Mas, o que mais desperta a atenção nas Seicheles é o contraste com todo o ambiente vulcânico do fundo marinho do Índico, de idade muito mais recente e que envolve o arquipélago. Reflexos disso, são as diabases que frequentemente recortam os corpos graníticos, de idade em tudo semelhante à das Deccan Traps acima referidas. Só que a história é muito anterior e a tectónica de placas, a teoria que revolucionou toda a geologia, é que estará na origem da configuração atual. Os granitoides das Seicheles são idênticos — em idade, petrológica e geoquimicamente falando —, a corpos magmáticos encontrados em Madagáscar e na Índia Ocidental9. O que permite identificar as Seicheles como um microcontinente, que anda à “deriva” em pleno fundo marinho, e que resultou do desmembramento da placa indiana, e esta do supercontinente Gondwana12, 13. Que interessante e soberba história geológica! Algo simplificada, pois a geologia nestes domínios é bem complexa, mas com belas interpretações, bem ao nível da admirável paisagem de Anse Source d’Argent.
Para complementar este circuito geológico, existem muitos outros pontos de atração, alguns exclusivos deste arquipélago. Em Praslin, por exemplo, impõe-se uma visita à reserva natural do Vallée de Mai, uma floresta bem cerrada, onde prolifera o coco-do-mar, quiçá o mais indiscreto do planeta (FIGURA 9B)).
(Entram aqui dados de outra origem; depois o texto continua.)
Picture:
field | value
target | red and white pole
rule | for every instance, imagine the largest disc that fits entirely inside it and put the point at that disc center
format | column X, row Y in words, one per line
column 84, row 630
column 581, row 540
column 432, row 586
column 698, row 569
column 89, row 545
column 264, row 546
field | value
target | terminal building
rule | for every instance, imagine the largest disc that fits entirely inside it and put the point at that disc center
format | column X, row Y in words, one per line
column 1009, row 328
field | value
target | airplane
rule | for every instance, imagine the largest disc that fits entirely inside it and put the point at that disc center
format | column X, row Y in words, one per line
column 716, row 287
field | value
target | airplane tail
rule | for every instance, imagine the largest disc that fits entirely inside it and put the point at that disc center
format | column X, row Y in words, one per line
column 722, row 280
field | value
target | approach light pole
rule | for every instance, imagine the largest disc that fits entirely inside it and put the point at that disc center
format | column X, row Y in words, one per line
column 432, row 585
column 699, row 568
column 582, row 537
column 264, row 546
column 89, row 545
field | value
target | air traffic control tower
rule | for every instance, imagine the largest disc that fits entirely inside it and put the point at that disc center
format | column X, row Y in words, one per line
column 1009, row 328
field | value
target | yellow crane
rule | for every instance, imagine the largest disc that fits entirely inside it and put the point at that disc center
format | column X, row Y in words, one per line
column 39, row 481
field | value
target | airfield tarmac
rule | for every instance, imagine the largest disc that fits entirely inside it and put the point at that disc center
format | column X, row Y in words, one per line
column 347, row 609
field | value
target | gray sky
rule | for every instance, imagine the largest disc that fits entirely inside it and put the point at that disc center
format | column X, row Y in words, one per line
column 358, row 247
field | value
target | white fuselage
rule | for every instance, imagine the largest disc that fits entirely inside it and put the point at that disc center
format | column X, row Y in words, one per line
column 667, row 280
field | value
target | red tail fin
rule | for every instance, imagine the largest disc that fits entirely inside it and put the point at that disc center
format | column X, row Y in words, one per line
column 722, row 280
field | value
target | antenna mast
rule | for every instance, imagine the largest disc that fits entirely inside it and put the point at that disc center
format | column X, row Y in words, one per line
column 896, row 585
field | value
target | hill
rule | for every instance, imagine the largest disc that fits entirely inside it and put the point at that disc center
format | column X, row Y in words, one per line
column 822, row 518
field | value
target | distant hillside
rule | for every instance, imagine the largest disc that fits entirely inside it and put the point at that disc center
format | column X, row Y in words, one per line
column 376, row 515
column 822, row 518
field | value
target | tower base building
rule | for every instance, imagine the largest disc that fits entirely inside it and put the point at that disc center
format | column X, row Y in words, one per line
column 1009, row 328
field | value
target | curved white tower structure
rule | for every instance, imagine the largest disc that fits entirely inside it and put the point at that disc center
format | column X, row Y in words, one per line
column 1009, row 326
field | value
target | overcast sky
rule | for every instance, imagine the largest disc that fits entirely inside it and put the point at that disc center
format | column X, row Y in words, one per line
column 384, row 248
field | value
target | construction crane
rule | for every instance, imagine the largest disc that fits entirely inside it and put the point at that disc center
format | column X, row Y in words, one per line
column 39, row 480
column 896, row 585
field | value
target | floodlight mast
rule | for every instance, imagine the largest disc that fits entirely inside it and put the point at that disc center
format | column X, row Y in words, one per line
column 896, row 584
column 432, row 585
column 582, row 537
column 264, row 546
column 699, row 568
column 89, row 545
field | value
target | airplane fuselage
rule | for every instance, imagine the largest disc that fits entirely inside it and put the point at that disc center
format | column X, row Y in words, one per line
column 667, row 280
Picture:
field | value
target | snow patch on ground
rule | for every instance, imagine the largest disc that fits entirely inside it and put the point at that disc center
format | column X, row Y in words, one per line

Bem como um conjunto de outras plantas e animais endémicos, atributos que granjearam a chancela de Património da Humanidade da UNESCO. Na minúscula La Digue, terra também afamada pela baunilha, o contacto com uma colónia de tartarugas gigantes, originárias do atol de Aldabra — um outro lugar do outro mundo que ficará para outra ocasião —, é outra paragem que se exige neste roteiro. Sempre com os granitoides no horizonte ou, garantidamente, de baixo dos nossos pés (FIGURA 10).
Em poucas palavras, e depois das Maldivas, estão revistos alguns dos aspetos geológicos de outras duas pérolas do oceano Índico, e do planeta, e que completam uma espécie de trilogia geográfica. A Maurícia e as Seicheles. E tão diferentes que elas são.